Bu vahim olayın Türkiye’de artan kadına ve çocuğa yönelik şiddetin acı bir göstergesi olduğunu belirten Kazım Kurt, faillerin en ağır şekilde cezalandırılmasını talep etti. Başkan Kurt, “2 yaşındaki Sıla bebeğimizin şiddet ve cinsel istismar sonucu hayatını kaybetmesi, sadece bir bireyin kaybı değil, tüm toplumun kaybıdır. Bu tür olaylar, insanlığın vicdanını yaralamaktadır. 2 yaşında bir bebeğe bile bu kadar zalimce yaklaşılabiliyorsa, bu ülkede kadına ve çocuğa yönelik şiddetle mücadelede büyük bir eksiklik olduğu çok açıktır. Bu acımasız olay sadece bir bireysel suç değil, toplumsal bir sorunun açık yansımasıdır” dedi.

“Adaletin yerini bulmasını bekliyoruz”

Sıla bebeğin ölümüne sebep olanların adalet önünde hesap vermesi gerektiğinin altını çizen Kazım Kurt, “Suçluların adalet önünde hesap vermesi elzemdir. Bu tarz olaylar karşısında hukukun en ağır yaptırımları uygulaması gerekiyor. Adaletin yerini bulması, faillerin hak ettikleri cezaları alması ülkemizde yaşanması muhtemel olan benzer vakalar için caydırıcı bir nitelik taşımaktadır. Kadınlarımızı ve çocuklarımızı şiddetten, cinsel istismar ve tacizden korumak için en sert adımlar atılmalıdır” şeklinde konuştu.

“Kadın ve çocuklar için daha güvenli bir Türkiye”

Başkan Kazım Kurt, sadece bu olay özelinde değil, Türkiye genelinde kadına ve çocuğa yönelik şiddetin önlenmesi için daha kapsamlı politikaların ve daha etkin çözümlerin hayata geçirilmesi gerektiğini vurguladı. 

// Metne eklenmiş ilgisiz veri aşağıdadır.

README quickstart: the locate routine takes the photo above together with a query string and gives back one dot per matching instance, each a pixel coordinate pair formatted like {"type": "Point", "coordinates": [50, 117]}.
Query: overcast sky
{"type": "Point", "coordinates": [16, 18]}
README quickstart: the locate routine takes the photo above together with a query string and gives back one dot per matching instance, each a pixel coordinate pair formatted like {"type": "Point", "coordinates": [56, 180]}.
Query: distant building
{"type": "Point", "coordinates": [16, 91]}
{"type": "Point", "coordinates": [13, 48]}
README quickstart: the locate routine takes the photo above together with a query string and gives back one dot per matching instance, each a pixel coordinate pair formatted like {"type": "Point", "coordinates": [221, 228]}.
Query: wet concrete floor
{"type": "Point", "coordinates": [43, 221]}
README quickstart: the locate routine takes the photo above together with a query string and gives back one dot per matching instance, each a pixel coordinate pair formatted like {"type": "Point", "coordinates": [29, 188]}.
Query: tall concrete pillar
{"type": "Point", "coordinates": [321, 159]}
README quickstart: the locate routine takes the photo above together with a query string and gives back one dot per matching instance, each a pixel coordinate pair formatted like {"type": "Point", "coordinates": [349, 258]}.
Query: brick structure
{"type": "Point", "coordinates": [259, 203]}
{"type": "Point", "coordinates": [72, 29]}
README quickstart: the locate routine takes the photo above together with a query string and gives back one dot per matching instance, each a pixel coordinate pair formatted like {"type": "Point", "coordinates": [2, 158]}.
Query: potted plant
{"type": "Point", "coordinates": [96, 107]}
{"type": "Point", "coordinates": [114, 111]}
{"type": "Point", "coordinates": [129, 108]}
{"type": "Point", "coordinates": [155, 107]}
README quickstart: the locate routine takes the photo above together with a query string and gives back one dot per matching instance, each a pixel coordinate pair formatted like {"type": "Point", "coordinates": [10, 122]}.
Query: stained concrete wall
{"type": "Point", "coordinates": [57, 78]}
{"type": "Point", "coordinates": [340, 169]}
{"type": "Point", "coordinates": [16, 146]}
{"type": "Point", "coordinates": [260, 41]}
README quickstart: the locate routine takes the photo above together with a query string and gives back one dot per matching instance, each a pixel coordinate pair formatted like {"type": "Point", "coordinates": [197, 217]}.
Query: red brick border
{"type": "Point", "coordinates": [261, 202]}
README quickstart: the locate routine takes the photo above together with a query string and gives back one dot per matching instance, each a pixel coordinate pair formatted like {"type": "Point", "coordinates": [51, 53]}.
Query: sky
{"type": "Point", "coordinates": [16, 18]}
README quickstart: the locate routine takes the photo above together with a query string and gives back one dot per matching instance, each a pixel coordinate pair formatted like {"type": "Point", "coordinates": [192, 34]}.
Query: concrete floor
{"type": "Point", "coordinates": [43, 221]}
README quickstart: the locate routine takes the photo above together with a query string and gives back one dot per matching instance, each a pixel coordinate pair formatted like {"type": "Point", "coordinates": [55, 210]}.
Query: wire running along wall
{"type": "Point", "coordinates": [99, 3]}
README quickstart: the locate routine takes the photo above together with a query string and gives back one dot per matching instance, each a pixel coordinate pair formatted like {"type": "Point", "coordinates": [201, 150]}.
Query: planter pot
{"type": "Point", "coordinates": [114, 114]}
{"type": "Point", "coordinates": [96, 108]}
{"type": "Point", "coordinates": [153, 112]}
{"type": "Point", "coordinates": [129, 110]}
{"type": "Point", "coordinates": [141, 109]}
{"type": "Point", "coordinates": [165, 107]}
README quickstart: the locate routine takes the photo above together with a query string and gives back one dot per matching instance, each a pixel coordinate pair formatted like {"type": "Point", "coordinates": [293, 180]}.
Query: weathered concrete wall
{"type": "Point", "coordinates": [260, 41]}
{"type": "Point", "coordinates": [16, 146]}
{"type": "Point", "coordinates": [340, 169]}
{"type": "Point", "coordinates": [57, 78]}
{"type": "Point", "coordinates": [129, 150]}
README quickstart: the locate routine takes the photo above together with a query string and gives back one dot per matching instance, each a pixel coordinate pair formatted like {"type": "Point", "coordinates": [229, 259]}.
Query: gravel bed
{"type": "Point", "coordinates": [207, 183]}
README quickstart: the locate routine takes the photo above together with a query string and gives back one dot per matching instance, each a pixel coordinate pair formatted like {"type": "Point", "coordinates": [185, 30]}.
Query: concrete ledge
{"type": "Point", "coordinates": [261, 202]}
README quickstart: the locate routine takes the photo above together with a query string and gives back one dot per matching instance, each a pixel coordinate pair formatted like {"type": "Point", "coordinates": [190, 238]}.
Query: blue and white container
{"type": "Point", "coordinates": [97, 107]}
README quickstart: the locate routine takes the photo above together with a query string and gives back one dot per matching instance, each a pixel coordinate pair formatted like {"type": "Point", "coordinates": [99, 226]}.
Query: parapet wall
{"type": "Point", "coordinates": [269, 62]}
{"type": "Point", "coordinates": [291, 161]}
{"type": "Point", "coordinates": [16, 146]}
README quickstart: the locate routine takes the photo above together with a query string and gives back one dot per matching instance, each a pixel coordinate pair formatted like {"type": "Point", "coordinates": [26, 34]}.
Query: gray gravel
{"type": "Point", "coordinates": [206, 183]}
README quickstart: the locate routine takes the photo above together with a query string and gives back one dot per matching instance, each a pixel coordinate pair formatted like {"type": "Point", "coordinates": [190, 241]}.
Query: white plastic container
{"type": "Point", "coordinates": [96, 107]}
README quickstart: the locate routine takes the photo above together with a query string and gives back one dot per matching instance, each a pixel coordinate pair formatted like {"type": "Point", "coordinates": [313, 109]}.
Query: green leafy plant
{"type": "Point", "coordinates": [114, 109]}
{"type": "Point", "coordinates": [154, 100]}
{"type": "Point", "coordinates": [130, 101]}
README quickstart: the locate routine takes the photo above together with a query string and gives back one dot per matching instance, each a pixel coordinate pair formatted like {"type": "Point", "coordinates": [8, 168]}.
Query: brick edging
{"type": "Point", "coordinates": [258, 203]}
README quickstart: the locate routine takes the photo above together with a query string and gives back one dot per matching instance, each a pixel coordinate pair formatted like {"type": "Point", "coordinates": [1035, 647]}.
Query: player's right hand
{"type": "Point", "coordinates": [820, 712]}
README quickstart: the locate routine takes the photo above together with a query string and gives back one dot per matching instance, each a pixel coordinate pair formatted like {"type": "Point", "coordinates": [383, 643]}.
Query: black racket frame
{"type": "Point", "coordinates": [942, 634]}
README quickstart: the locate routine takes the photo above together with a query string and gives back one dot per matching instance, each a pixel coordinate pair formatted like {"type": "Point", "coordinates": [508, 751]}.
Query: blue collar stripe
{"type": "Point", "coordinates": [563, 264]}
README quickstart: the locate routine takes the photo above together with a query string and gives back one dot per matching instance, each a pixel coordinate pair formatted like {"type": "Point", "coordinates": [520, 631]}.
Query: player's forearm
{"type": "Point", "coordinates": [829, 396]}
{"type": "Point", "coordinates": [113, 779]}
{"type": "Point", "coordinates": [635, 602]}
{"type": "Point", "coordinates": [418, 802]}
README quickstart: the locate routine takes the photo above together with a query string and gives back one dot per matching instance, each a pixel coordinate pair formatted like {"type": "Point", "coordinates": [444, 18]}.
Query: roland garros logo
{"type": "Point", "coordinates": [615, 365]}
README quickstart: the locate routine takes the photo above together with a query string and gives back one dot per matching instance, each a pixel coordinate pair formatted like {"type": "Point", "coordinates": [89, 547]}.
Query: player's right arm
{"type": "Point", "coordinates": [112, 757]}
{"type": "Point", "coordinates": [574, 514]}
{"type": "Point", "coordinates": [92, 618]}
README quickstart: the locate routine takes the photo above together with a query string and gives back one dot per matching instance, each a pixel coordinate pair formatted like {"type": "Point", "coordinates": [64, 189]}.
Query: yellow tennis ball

Odunpazarı Belediye Başkanı Kurt, açıklamasına şu sözlerle devam etti;

“Son günlerde artan kadına yönelik şiddet olayları da bizleri derinden düşündürmektedir. Şiddetin her türlüsüne karşı durmak, bu konuda mücadele etmek hepimizin ortak sorumluluğudur. Unutulmamalıdır ki, bir toplumun ilerlemesi, bireylerinin güvenliği ve refahı ile mümkündür. Ve yine unutulmamalıdır ki, kadınların ve çocukların güvenliğini sağlamak devletin temel görevlerindendir. Bu tür olayların yaşanmasına asla izin verilemez. Odunpazarı Belediyesi olarak, şiddete karşı sıfır tolerans anlayışıyla hareket ediyor, kadınlarımızın ve çocuklarımızın haklarını korumak için çalışmalarımızı sürdürüyoruz. Bu konuda yapılacak her türlü hukuki ve toplumsal girişimin destekçisi olacağımızı belirtmek isterim.” 

“Kadına ve çocuğa yönelik şiddete karşı mücadele etmeliyiz”

Ayıraca toplumsal farkındalığın artırılması gerektiğini vurgulayan Başkan Kurt, “Kadına ve çocuğa yönelik şiddetin önlenmesi için her bireyin sorumluluk alması gerekiyor. Toplumsal cinsiyet rollerinden, günlük hayatta kullandığımız dile kadar birçok alanda değişiklik yapmalı, kendimizi ifade etmek için seçtiğimiz cümlelerde cinsiyetçi şiddet içeren, şiddeti normalleştiren ve özendiren kelimelerden kaçınmalıyız. Her geçen gün yeni bir şiddet haberiyle karşılaşıyoruz. Buna son vermek için toplum olarak sesimizi yükseltmeli, kadınlarımızı ve çocuklarımızı koruma sorumluluğumuzu yerine getirmeli, kadına ve çocuğa yönelik şiddete karşı mücadele etmeliyiz” dedi.